[llvm-dev] Automatically backing up and restoring x18 around function calls on AArch64?

Martin Storsjö via llvm-dev llvm-dev at lists.llvm.org
Tue Apr 30 13:45:13 PDT 2019


On Tue, 30 Apr 2019, James Y Knight wrote:

> 
> 
> On Fri, Apr 26, 2019 at 8:30 AM Martin Storsjö via llvm-dev
> <llvm-dev at lists.llvm.org> wrote:
>       Hi,
>
>       When using Wine to run Windows ARM64 executables on Linux,
>       there's one
>       major ABI incompatibility between the two; Windows treats the
>       x18
>       register as the reserved platform register, while it is free to
>       be
>       clobbered anywhere in code on Linux.
>
>       The Wine code sets up this register before passing control over
>       to the
>       Windows executable code, but whenever the Windows code calls a
>       function
>       implemented in Wine, this register ends up clobbered.
>
>       The initial solution is to compile Wine itself with the
>       -ffixed-x18 flag,
>       to treat the x18 register as reserved within Wine, so that no
>       compiler
>       generated code touches it. This works fine as long as Wine makes
>       no calls
>       to other libraries from the outside Linux distribution - but
>       e.g. as soon
>       as any glibc function is called, it can end up clobbered again.
>
>       The full, proper solution would of course to be rebuilding one's
>       Linux
>       distribution from scratch with -ffixed-x18 on every single
>       library. But
>       this is of course pretty much impractical.
>
>       My current makeshift workaround for the matter is to reroute
>       calls from
>       native Windows code to Wine functions via a relay wrapper, which
>       backs up
>       and restores the register. This works in practice, but hasn't
>       been
>       accepted upstream, as it is not deemed a correct/complete
>       solution. Also,
>       if the emulated Windows API functions do callbacks, the register
>       would
>       need to be restored before the callbacks call windows code.
> 
> 
> 
> You don't actually need to back up the value, since it doesn't change, just
> copy it from another per-thread location back into x18, right?

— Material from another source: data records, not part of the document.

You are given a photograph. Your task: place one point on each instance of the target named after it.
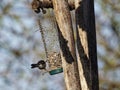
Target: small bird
(41, 65)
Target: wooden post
(67, 44)
(86, 44)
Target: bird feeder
(49, 37)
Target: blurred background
(21, 45)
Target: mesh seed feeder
(51, 45)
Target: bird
(41, 65)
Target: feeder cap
(56, 71)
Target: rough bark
(86, 44)
(48, 4)
(67, 44)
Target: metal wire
(43, 38)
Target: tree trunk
(67, 44)
(86, 44)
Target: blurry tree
(20, 45)
(108, 32)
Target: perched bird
(41, 65)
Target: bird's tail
(34, 65)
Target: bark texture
(86, 44)
(67, 44)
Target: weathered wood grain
(67, 44)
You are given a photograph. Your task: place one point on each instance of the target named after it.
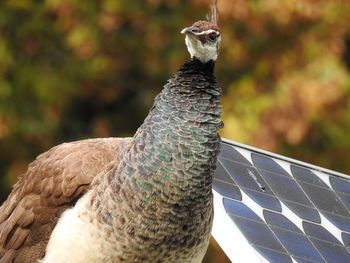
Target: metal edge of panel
(286, 159)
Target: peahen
(142, 199)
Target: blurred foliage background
(73, 69)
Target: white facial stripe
(207, 32)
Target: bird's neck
(172, 157)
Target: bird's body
(142, 199)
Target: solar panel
(269, 208)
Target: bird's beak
(189, 30)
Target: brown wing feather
(52, 183)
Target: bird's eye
(213, 37)
(195, 29)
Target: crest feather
(213, 16)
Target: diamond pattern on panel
(286, 210)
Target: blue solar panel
(284, 210)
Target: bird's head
(203, 38)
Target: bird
(146, 198)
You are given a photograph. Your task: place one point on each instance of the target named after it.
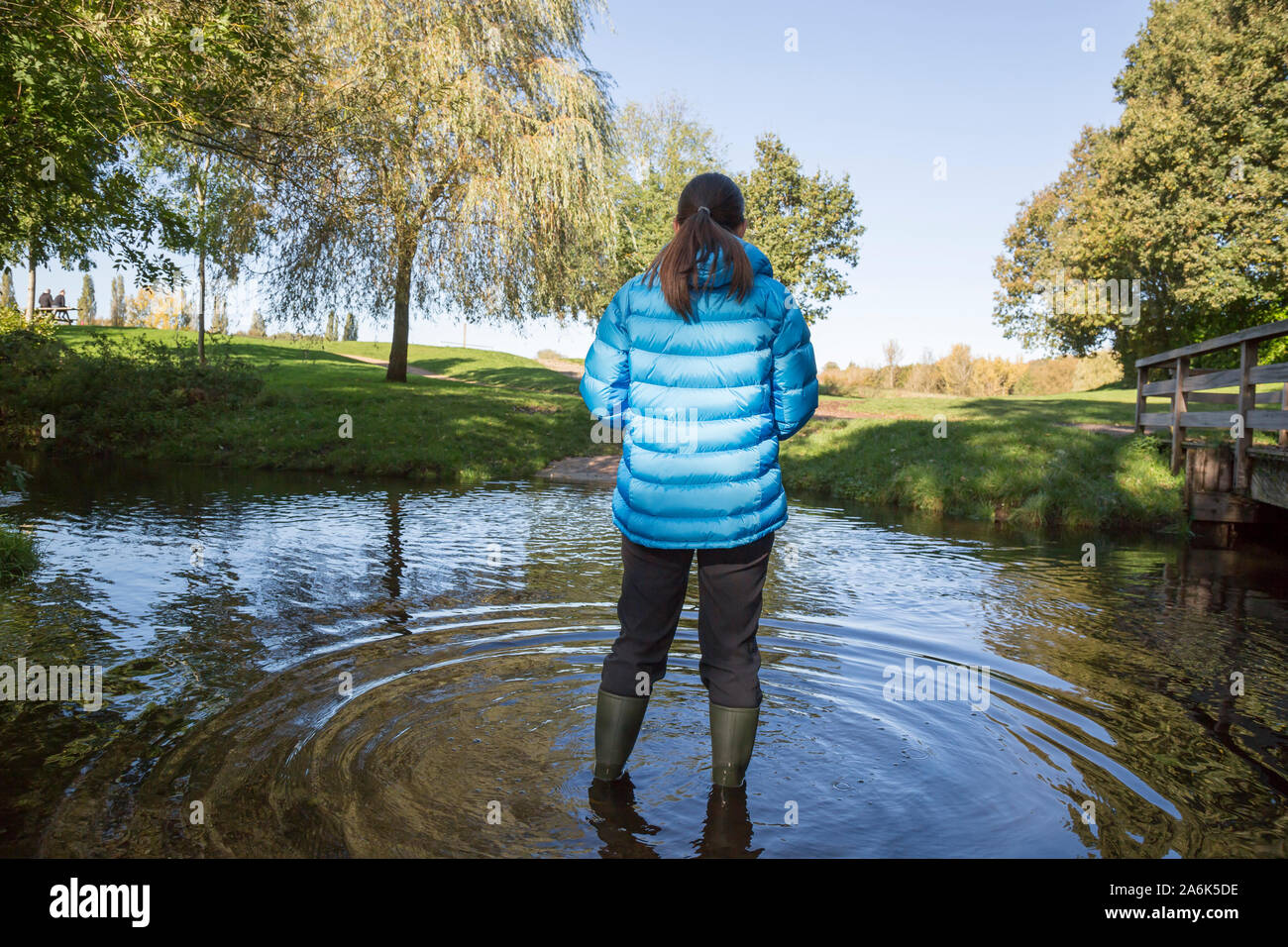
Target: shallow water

Yes, that's right. If done within Wine code, restoring the right value is 
of course the best option.

> Anyhow, this "workaround" seems like the correct solution, IMO. You have two
> slightly-incompatible ABIs, and using an adapter between the two seems
> entirely reasonable. As long as this adapter code is either written in asm,
> or compiled with -ffixed-x18, you can be sure that the x18 won't be
> overwritten by the compiler inside the adapter function. Yes, it does need
> to be invoked both on the return path back to windows code, and on callouts
> to windows functions, but that doesn't seem like it should be terribly
> tricky to arrange?

Handling things on entry/return to Wine code seems straightforward, but I 
haven't figured out if there's any mechanism for doing any special 
adaptation for callbacks (other than using compiler attributes for 
different calling conventions).

AFAIK Wine does support thunking for running Win16 things, but I haven't 
really figured out where it comes into play, and if that could be used for 
injecting code in callback calls.

> Having the compiler handle it for you might seem nice, but since this is a
> value which is not part of the Linux ABI at all, copying it yourself as
> needed really seems like the best plan. Otherwise, you'd have to teach the
> compiler where the secondary thread-local location it's stashed is, and how
> to retrieve it from there. Which doesn't seem like the compiler ought to be
> in the business of doing.

Yes, the compiler has no business doing things like that. But various 
variants of backing up and restoring the register doesn't seem all that 
out of place either; the thing that Reid suggested is pretty neat, even if 
it doesn't handle the callback case.